"Watch where you stand, there is glass!", a mother shouts to her children who run past the broken rooms Serbian Progressive Party in Cvijićeva street. It's Tuesday, August 19, it's the night before a group of demonstrators demolished the shop window of the premises of the progressives.
SNS in Cvijićeva has two rooms, separated by a beauty salon. A few days ago, the windows of the first window were broken, while on Monday evening destroyed and the other.
None of the broken shop windows have been adequately repaired - nylon was stretched behind the broken glass so that curious passers-by could not see the condition of the inside of the premises. And there are curious citizens as well. Almost everyone who came across this road stopped in front of one of the broken shop windows. Some took photos and others tried to peek behind the nylons.

Photo: TimeGlass is also sticking out of the shop window.
In front of the shop window there is scattered glass, which reaches all the way to the hedge on the other side of the sidewalk. At one point, two uniformed police officers appear, but they do not stay in front of the SNS premises.
So it seems that the premises of the SNS Palilula Municipal Board were demolished completely without supervision. However, nearby, placed in the shade of a row of trees and hidden from view from the street by a hedge, is a red and black scooter parked. The man on the scooter has a perfect view of the premises of the progressives and of the citizens who stop in front of them curiously. Maybe it's a member of the BIA or a plainclothes policeman, maybe a member of the party who is there on assignment, and maybe, in the end, an ordinary citizen who stopped there to rest.
Still, in the half hour we were in the vicinity, he didn't move a single bit.
Serbian President Aleksandar Vučić knows best how dangerous glass is that nobody has removed yet.

Photo: TimeScattered glass on the sidewalk
How dangerous is glass?
Since the demonstrators broke the windows on the premises of the Serbian Progressive Party on Monday evening, they were chased away by the Gendarmerie. Soon, Aleksandar Vučić appeared at the same place, and gave a motivational speech to his supporters, which boils down to the fact that he will pursue the "blockade-terrorists" who are carrying out the "colored revolution" even faster and harder, which he says he has defeated month after month.
He became the president of Serbia and became a hit on social networks because of the video in which, despite the security guard's warning, he grabs broken glass, which further breaks under his hands.

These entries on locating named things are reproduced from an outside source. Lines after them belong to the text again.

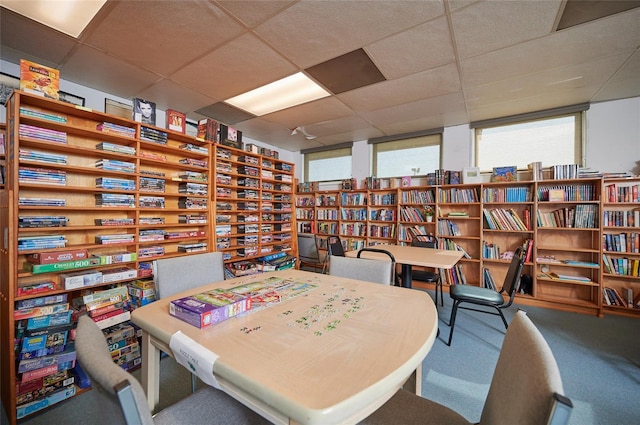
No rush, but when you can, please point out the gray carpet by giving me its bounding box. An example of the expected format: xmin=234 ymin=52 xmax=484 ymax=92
xmin=8 ymin=293 xmax=640 ymax=425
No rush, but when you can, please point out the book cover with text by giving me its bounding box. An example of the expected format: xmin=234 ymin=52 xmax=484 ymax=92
xmin=20 ymin=59 xmax=60 ymax=100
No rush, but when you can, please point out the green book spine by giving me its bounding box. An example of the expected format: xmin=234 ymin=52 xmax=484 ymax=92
xmin=24 ymin=258 xmax=100 ymax=274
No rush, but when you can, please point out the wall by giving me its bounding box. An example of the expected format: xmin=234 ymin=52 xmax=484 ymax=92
xmin=0 ymin=60 xmax=640 ymax=182
xmin=294 ymin=97 xmax=640 ymax=183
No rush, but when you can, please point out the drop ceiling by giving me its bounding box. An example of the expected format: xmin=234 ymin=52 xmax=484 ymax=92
xmin=0 ymin=0 xmax=640 ymax=151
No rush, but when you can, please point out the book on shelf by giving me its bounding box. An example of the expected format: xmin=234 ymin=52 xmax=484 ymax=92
xmin=165 ymin=109 xmax=187 ymax=134
xmin=133 ymin=97 xmax=156 ymax=125
xmin=20 ymin=59 xmax=60 ymax=100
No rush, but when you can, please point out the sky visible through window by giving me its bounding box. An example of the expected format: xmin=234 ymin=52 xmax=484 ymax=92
xmin=477 ymin=115 xmax=576 ymax=171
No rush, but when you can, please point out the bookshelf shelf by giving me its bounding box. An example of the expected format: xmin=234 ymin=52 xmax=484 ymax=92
xmin=302 ymin=178 xmax=640 ymax=316
xmin=0 ymin=91 xmax=297 ymax=424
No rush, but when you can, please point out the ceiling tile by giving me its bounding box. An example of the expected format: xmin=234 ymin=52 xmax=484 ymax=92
xmin=451 ymin=0 xmax=562 ymax=59
xmin=362 ymin=93 xmax=468 ymax=134
xmin=215 ymin=0 xmax=296 ymax=28
xmin=366 ymin=17 xmax=455 ymax=80
xmin=171 ymin=34 xmax=298 ymax=100
xmin=196 ymin=102 xmax=255 ymax=125
xmin=305 ymin=49 xmax=385 ymax=94
xmin=0 ymin=8 xmax=77 ymax=68
xmin=256 ymin=0 xmax=444 ymax=68
xmin=592 ymin=51 xmax=640 ymax=102
xmin=60 ymin=46 xmax=160 ymax=99
xmin=135 ymin=79 xmax=218 ymax=113
xmin=263 ymin=97 xmax=353 ymax=128
xmin=338 ymin=64 xmax=460 ymax=111
xmin=465 ymin=55 xmax=627 ymax=109
xmin=85 ymin=0 xmax=245 ymax=76
xmin=461 ymin=9 xmax=640 ymax=88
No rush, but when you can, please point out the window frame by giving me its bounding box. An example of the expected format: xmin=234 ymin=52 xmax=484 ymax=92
xmin=369 ymin=128 xmax=444 ymax=178
xmin=301 ymin=143 xmax=353 ymax=182
xmin=470 ymin=104 xmax=589 ymax=173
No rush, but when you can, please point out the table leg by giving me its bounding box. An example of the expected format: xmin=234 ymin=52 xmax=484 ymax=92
xmin=402 ymin=264 xmax=411 ymax=288
xmin=402 ymin=363 xmax=422 ymax=397
xmin=142 ymin=331 xmax=160 ymax=412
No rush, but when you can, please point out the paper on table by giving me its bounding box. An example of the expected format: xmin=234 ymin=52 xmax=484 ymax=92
xmin=169 ymin=331 xmax=222 ymax=390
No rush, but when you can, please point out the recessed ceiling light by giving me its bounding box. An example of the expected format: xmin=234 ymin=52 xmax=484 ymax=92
xmin=0 ymin=0 xmax=107 ymax=38
xmin=225 ymin=72 xmax=330 ymax=116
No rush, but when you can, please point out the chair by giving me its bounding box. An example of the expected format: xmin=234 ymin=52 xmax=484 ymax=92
xmin=411 ymin=235 xmax=444 ymax=307
xmin=357 ymin=248 xmax=400 ymax=286
xmin=153 ymin=252 xmax=224 ymax=392
xmin=329 ymin=252 xmax=395 ymax=285
xmin=298 ymin=233 xmax=324 ymax=271
xmin=447 ymin=247 xmax=524 ymax=346
xmin=75 ymin=315 xmax=269 ymax=425
xmin=361 ymin=311 xmax=571 ymax=425
xmin=322 ymin=235 xmax=344 ymax=273
xmin=153 ymin=252 xmax=224 ymax=298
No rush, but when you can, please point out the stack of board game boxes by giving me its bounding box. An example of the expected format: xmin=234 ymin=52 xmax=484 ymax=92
xmin=14 ymin=294 xmax=76 ymax=419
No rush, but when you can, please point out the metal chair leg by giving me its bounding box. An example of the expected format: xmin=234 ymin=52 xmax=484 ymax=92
xmin=447 ymin=301 xmax=460 ymax=347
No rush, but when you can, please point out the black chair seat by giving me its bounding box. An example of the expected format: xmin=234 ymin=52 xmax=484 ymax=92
xmin=449 ymin=285 xmax=504 ymax=306
xmin=447 ymin=246 xmax=524 ymax=345
xmin=411 ymin=270 xmax=440 ymax=283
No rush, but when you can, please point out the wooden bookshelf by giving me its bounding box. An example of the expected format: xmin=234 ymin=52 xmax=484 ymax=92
xmin=0 ymin=91 xmax=297 ymax=424
xmin=302 ymin=178 xmax=640 ymax=316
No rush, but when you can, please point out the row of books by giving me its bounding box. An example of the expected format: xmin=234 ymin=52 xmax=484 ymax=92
xmin=602 ymin=208 xmax=640 ymax=227
xmin=536 ymin=204 xmax=598 ymax=229
xmin=602 ymin=254 xmax=640 ymax=276
xmin=18 ymin=124 xmax=67 ymax=143
xmin=18 ymin=167 xmax=67 ymax=186
xmin=18 ymin=148 xmax=67 ymax=165
xmin=482 ymin=186 xmax=532 ymax=202
xmin=603 ymin=232 xmax=640 ymax=253
xmin=602 ymin=287 xmax=640 ymax=308
xmin=482 ymin=208 xmax=540 ymax=231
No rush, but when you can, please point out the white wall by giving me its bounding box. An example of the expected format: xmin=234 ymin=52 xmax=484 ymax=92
xmin=0 ymin=60 xmax=640 ymax=178
xmin=294 ymin=97 xmax=640 ymax=182
xmin=586 ymin=97 xmax=640 ymax=174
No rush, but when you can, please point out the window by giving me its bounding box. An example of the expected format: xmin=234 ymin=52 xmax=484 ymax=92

"It looks like I cut myself, don't give me anything, I have a handkerchief, no big deal," said Vučić afterwards, showing the bloody back of his hand.
There is also something poetic, because the president of all citizens in his speeches regularly likes to emphasize how he will fight for Serbia "until the last drop of blood".
As he left Cvijićeva, Vučić was greeted by cheers from the gathered supporters, but also by whistles and curses from the surrounding buildings.